2000: "Mandela", by Anthony Sampson and "No Shame in My Game", by Katherine Newman
20th Annual RFK Book Award
Judges: Douglas Brinkley, Congressman Barney Frank, William Hilliard, Burke Marshall, Arthur Schlesinger, Jr., and John Seigenthaler, Sr.
Grand Prize Winners:
No Shame in My Game Katherine S. Newman
Authors of Mandela Authorized Biography and Profile of Working Poor Receive 20th Annual RFK Book Award
Washington, D.C. (May 11, 2000) The authors of an enlightening study of the working poor and the authorized biography of Nelson Mandela have received the 20th Annual Robert F. Kennedy Book Award. Mrs. Robert Kennedy presented the award to Grand Prize winners Anthony Sampson, author of Mandela: The Authorized Biography, and Katherine S. Newman, author of No Shame in My Game: The Working Poor in the Inner City, at a May 11, 2000, ceremony at The Freedom Forum in Arlington, Virginia.

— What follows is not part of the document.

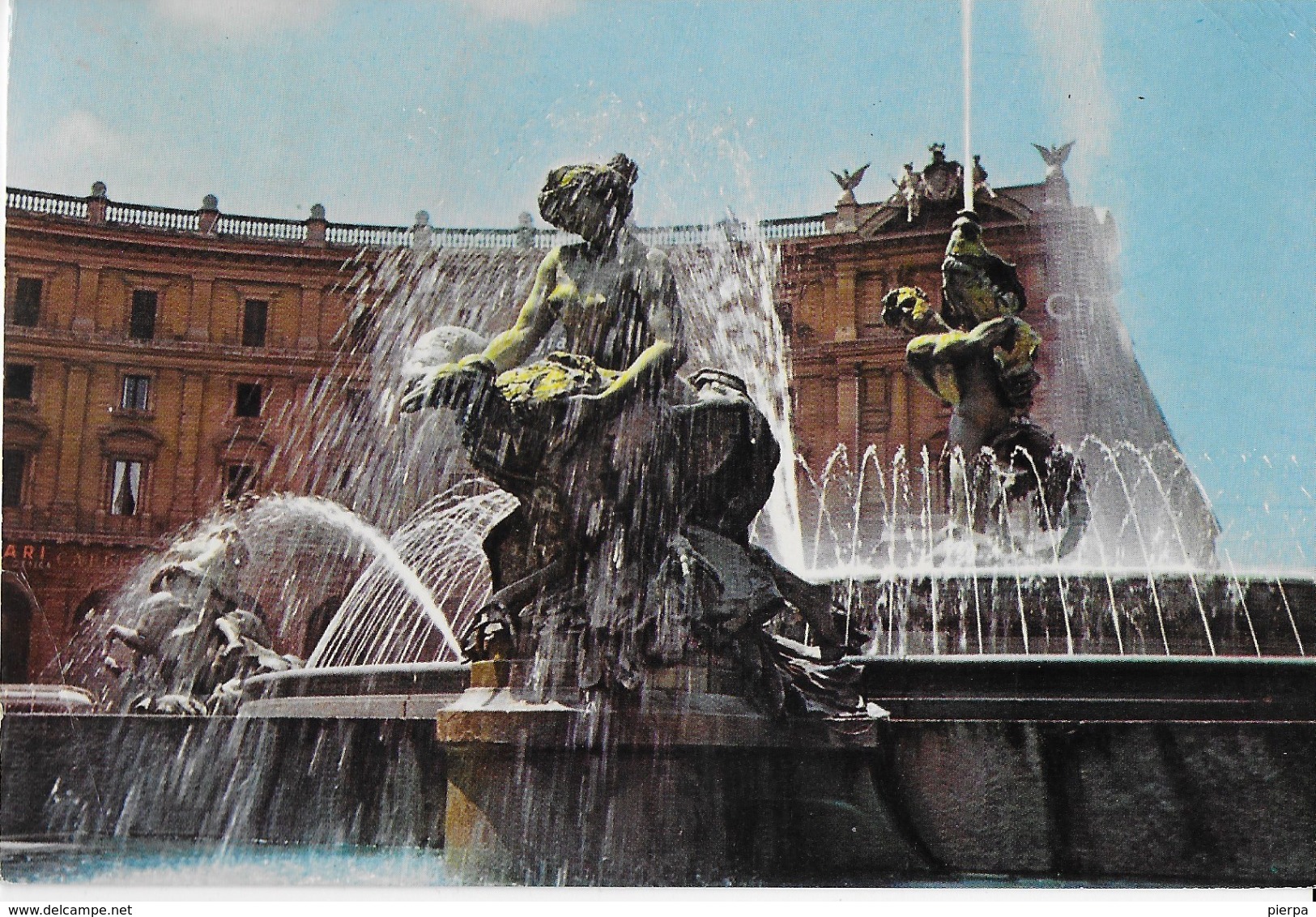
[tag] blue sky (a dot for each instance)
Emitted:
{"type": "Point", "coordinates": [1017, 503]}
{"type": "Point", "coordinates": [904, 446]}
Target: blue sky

"These are two truly distinguished works," said Arthur Schlesinger, Jr., RFK Book Award Founder and Chair. "Nelson Mandela is one of the heroes of the age, and in Anthony Sampson he has found an ideal biographer ñ knowledgeable, scrupulous, perceptive and engrossing. Mandela is a moving book about a moving life. Katherine Newman's No Shame in My Game is an original and illuminating inquiry into the lives of people who play by the rules but remain trapped in poverty. It is a tribute to the dogged dignity of the working poor in the inner-city and a cogent plea for the rehabilitation of the opportunity structure in American society."
Mandela: The Authorized Biography (Knopf) is British journalist and author Anthony Sampson's comprehensive treatment of the life of the South African political prisoner, martyr, and president. The biography follows Mandela from his boyhood in remote villages to his transformation into a global icon of strength, moral courage and racial reconciliation. Sampson, who has known Mandela since 1951, was given Mandela's complete cooperation, including access to twenty-seven years' worth of unpublished correspondence from prison and many other private documents, and interviewed virtually every significant living figure associated with the South African leader.

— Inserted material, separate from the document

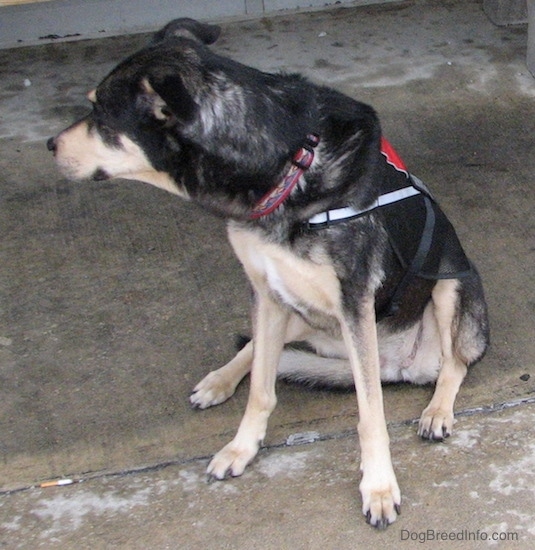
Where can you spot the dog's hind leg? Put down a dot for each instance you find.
(218, 385)
(380, 492)
(270, 327)
(436, 422)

Katherine Newman's No Shame in My Game (Knopf) challenges many of the assumptions concerning the inner-city poor. For two years, Newman, a professor of urban studies at the John F. Kennedy School of Government at Harvard University, and her research assistants focused on 300 workers and job-seekers at four fast-food restaurants in Harlem, one of the nation's most depressed urban areas. Their results revealed that, contrary to popular opinion, America's working poor are committed to earning a living and supporting themselves despite the ready alternatives of crime and welfare. No Shame in My Game reveals the essential contribution that low-wage earners make to the survival of poor households and the ways in which these jobs affect young people's attitudes, prospects, and self-image.

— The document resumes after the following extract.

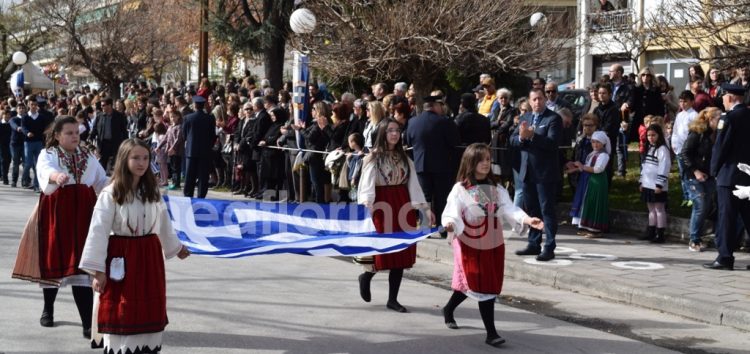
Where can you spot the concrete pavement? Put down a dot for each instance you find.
(664, 277)
(287, 304)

The books were selected from a field of over 100 nominations that cover a wide range of subjects that reflect Robert Kennedy's concern for the poor and powerless and his struggle for social justice and human rights in the United States and around the world.
Marian Wright Edelman, longtime advocate for children and writer of influential books on child rearing and moral values, was selected as Lifetime Achievement Award winner, only the third person to be so recognized. Peter Edelman received the award on her behalf.
Marian Wright Edelman is the author of several influential and best-selling books and a long-time advocate for disadvantaged Americans. Her books, including Families in Peril: An Agenda for Social Change, The Measure of Our Success: A Letter to My Children and Yours, and Guide My Feet: Meditations and Prayers on Loving and Working for Children, offer reflections on child rearing and moral values that have enriched the lives of America's children and families. Lanterns: A Memoir of Mentors, her tribute to those who helped shape her life, was published by Beacon Press in 1999.
Mrs. Edelman, a graduate of Spelman College and Yale Law School, began her career in the 1960s when, as the first African American woman admitted to the Mississippi Bar, she directed the NAACP Legal Defense and Educational Fund office in Jackson, Mississippi. In 1967, she joined Senator Robert F. Kennedy on his visit to the Mississippi Delta, a journey into one America's most depressed areas that helped awaken the nation's conscience to child hunger and poverty. The following year, she served as counsel for the Poor People's March that Dr. Martin Luther King, Jr., began organizing before his death. In 1973, she began the Children's Defense Fund, a national voice for children and families, and remains its president.